The system may be further configured to output a warning indicator when the second set of leak test data deviates from the first set of leak test data. For example, when it is determined that the difference level is above a threshold value, the system is configured to indicate a faulty status of the leak detection test of the testing point. The warning indicator may be an indicator signalling that testing has been carried out outside of the pre-defined conditions described by the first set of leak test data.

The first set of data may comprise a plurality of threshold values or pre-conditions. Thus, the difference level between the first set of leak test data and the second set of leak test data may refer to a difference of the second leak test data from the threshold value or the pre-condition state defined by the first set of leak test data. Moreover, the first set of leak test data may comprise a range for a process parameter.

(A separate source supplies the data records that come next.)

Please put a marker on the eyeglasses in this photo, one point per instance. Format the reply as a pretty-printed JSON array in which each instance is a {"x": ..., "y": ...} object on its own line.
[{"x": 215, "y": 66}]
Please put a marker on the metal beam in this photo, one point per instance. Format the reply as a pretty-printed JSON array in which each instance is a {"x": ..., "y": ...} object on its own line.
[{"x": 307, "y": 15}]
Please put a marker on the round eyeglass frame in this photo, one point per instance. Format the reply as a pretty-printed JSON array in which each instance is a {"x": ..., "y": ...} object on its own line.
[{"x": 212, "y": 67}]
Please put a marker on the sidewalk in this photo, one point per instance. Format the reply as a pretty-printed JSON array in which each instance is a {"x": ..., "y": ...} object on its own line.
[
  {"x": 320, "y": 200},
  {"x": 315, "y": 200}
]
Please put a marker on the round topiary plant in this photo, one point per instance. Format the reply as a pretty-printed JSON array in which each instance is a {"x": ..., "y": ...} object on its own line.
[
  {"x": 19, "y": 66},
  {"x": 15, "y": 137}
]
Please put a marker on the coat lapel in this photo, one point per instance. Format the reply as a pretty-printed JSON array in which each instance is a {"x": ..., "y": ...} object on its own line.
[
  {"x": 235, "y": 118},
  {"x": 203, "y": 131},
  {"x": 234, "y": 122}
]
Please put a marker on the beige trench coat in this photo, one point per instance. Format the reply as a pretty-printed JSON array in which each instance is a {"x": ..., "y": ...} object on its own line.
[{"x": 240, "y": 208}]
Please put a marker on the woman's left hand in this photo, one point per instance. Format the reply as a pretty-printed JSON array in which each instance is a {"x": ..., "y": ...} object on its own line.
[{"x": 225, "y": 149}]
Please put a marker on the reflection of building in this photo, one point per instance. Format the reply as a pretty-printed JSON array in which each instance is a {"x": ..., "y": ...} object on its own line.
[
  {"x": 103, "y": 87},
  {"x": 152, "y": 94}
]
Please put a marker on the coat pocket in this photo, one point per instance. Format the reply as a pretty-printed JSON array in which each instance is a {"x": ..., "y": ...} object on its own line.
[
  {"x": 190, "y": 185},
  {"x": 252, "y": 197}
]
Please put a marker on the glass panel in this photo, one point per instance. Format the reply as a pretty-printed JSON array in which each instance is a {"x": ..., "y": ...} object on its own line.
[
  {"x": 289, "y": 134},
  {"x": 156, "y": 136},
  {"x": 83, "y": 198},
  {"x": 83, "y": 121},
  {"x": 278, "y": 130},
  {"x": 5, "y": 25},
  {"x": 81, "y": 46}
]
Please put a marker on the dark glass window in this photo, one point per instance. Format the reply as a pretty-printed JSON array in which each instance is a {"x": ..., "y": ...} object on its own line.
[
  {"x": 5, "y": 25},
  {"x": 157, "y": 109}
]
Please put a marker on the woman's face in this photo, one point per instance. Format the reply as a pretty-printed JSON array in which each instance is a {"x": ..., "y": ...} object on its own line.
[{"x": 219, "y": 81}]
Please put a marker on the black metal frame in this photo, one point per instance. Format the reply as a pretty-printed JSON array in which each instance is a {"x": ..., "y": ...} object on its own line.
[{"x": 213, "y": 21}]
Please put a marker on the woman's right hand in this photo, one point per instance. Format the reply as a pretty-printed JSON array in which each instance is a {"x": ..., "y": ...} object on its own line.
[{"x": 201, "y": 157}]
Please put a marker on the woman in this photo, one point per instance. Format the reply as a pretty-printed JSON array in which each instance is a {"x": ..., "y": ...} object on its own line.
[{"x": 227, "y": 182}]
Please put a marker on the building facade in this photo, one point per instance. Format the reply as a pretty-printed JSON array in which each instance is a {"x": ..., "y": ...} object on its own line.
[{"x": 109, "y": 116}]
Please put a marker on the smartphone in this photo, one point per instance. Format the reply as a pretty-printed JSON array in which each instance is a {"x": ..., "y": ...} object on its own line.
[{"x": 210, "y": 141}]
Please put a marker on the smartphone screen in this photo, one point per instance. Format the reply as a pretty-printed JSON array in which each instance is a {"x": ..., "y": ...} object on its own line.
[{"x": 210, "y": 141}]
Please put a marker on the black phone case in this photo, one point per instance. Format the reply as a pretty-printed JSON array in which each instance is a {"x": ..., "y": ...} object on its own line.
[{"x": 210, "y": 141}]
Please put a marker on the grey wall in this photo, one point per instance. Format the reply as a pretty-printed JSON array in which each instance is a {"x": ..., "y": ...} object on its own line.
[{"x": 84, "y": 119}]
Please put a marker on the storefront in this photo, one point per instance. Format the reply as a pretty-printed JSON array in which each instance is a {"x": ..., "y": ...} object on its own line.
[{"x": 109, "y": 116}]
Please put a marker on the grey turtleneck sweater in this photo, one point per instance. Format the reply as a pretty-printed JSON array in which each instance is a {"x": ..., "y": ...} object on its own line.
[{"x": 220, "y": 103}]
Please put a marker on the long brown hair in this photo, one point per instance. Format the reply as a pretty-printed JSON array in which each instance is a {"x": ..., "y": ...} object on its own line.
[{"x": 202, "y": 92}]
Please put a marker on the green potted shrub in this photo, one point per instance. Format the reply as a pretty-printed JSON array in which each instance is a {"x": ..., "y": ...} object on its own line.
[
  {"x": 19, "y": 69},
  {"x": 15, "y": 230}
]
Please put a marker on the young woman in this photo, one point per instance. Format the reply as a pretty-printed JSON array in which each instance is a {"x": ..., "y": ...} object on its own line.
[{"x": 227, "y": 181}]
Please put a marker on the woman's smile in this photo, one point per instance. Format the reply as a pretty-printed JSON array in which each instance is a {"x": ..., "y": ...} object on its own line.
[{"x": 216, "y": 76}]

Thus, the warning indicator may be an indicator signalling that the second set of leak test data for the respective process parameter falls outside of the range defined by the first set of leak test data.

In some embodiments, the first set of leak test data comprises information about a number of testing points of the identified test object and the processor unit is configured to output the signal indicative of the status of the leak detection test for each one of the testing points of the identified test object. This implies that the system may be configured to receive a first set of leak test data comprising information about a target set of process parameters of each of the testing points of the test object. Advantageously, reliability and flexibility in leak testing is improved, when testing multiple types of test objects having multiple testing points. Specifically, the same test objects having multiple testing points may require variable leak testing target conditions.